Awash in a sea of data, practitioners seek guidance on selecting the right big data sources, addressing biases, and integrating big data with existing survey and model frameworks. Addressing these challenges requires a deep understanding of travel behavior, the ability to assess various data sources, and the skill to turn these insights into practical tools and decisions.
This article outlines the evolving landscape of passively collected data and discusses the utility of various data types while proposing a forward-thinking approach to their selection, application, and integration.
The Value of Passively Collected Data
The term “passively collected data” might seem complex, but it just means collecting data without the user's active involvement. This type of data focuses on how it's collected, whereas big data is about the data's characteristics and the challenges it presents. Big data is known for its three Vs: volume, velocity, and variety. It involves large amounts of data, arrives rapidly, and includes different types of data (structured, unstructured, and semistructured).
Each source has its biases and limitations, complicating their optimal use. Smartphone ownership in America has jumped to 90% today from 35% in 2011, according to the Pew Research Center, making these devices a major player in the big data revolution. Yet, the quality of data from location-based services (LBS) started to decline in 2022, leading many providers to shift to connected vehicle data (CVD) instead. CVD and synthetic datasets further contribute to the big data ecosystem's increasing diversity and complexity.

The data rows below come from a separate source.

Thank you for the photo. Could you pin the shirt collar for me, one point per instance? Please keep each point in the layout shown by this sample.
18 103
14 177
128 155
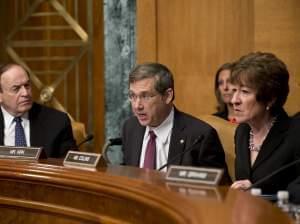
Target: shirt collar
163 131
8 118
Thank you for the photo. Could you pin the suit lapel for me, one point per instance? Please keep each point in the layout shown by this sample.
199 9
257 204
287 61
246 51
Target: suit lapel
273 140
244 150
36 131
178 139
1 128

The breadth of these data sources provides deep insights into travel patterns and behaviors, which transportation agencies can use for planning. By using the entire spectrum of data, including passively collected data, practitioners can improve the accuracy of their forecasts. This integration reveals essential insights into new areas, such as equitable access to mobility services and the adoption rates of technologies like electric vehicles (EVs), offering a detailed perspective on societal trends and emerging technologies.

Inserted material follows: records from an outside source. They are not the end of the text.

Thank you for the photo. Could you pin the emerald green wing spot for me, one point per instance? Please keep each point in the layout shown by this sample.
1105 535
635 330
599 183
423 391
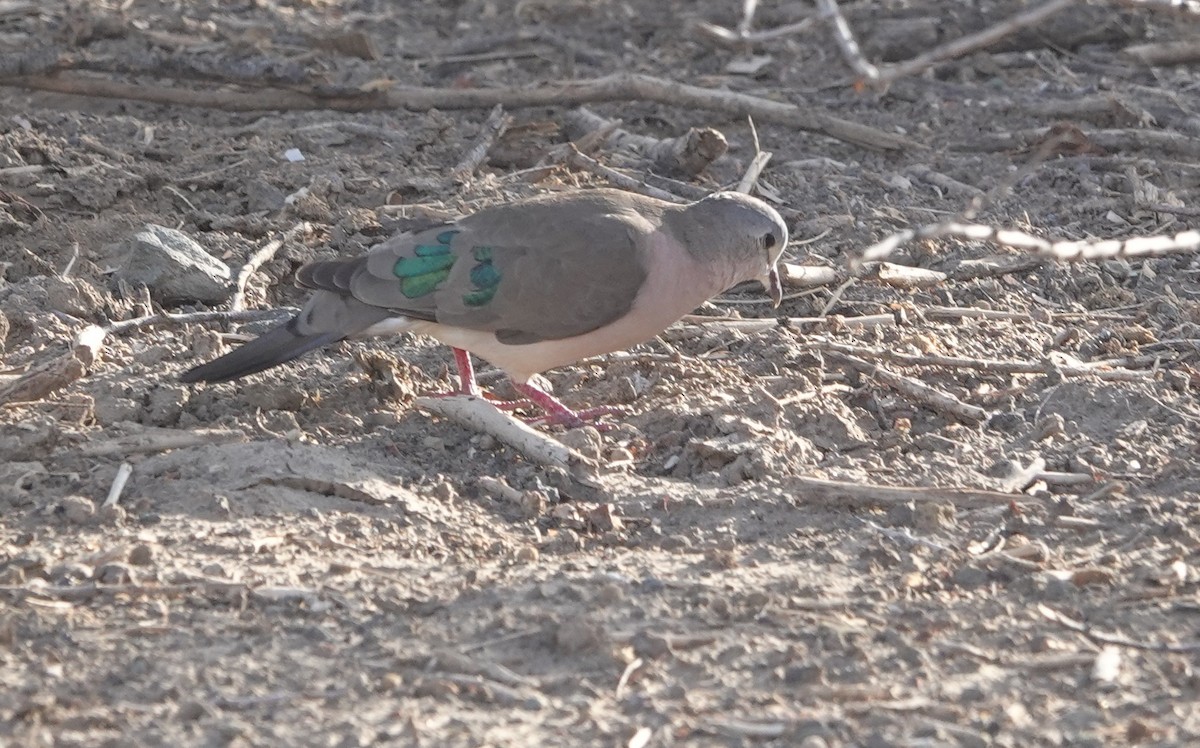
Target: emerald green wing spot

The Pros and Cons of Big Data
Big data complements traditional surveys by uncovering wide-ranging travel patterns that smaller datasets may not reveal, such as long-distance trips, visitor movements, and commercial vehicle flows. This broader view is a key benefit of big data, providing a complementary and more detailed and nuanced understanding of mobility.

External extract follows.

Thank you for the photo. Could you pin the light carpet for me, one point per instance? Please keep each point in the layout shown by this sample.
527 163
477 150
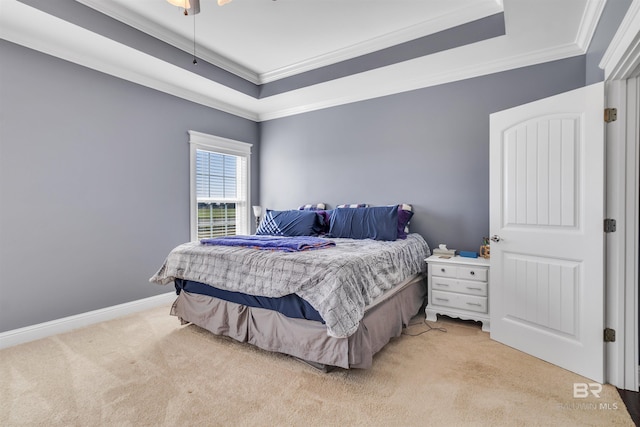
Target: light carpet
147 370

Despite its advantages, navigating the big data landscape presents challenges. Practitioners often struggle to select and use data sources effectively, an issue that arises when they realize—usually after acquiring the data—that no single dataset can meet all of an agency's needs. This highlights the need for strategic planning in choosing data sources from the start.
Additionally, integrating big data into existing frameworks, like travel surveys or model development, poses a major barrier to its adoption. The initial enthusiasm for accessing vast datasets has been replaced by the complex challenge of effective integration, which often involves a steep learning curve. This complexity can discourage users from moving past initial data acquisition or confine them to using the data for just one application.
An Evidence-Backed Approach to Mobility Data Analytics
An evidence-backed approach to mobility data analytics requires carefully integrating big data, from collecting travel survey data to developing travel models. This process shouldn't just focus on the technical aspects of integrating big data, which is only the beginning. It also needs to prioritize using high-quality data and proving tangible improvements in forecasting accuracy, which can inform strategic planning and policy decisions throughout an organization.
As experienced advisers in data collection and modeling, our experts have worked with all the major big data sources available. From these experiences, we've gained valuable insights that can assist clients in navigating the big data vendor landscape and addressing key planning and policy questions for their constituencies. When choosing a big data source to achieve strategic objectives, practitioners should keep three important considerations in mind.
1. Peek Under the Hood
Practitioners aiming to incorporate big data into their travel surveys or model development workflows can encounter challenges in matching their expectations with reality at the start of projects. This gap underscores the need for thorough screening and evaluation criteria to ensure selected big data sources add value to projects.
To ensure the selected data source aligns with the project's unique goals, it's crucial to identify information gaps and understand specific needs. We guide our clients in creating a detailed list of questions (see below) for potential data vendors, focusing on factors that ensure the project team has a common understanding of the significance of data relevance and quality. This step is critical in guaranteeing the vendor's data meets the project's precise requirements, laying a strong basis for informed decision-making.
2. Evaluate Reasonableness and Understand Biases
After selecting a data provider, practitioners should evaluate the reasonableness of the big data source they have selected. To ensure the big data can match the proven accuracy and explanatory power of survey data, practitioners should conduct a comprehensive assessment of precision, completeness, and representativeness.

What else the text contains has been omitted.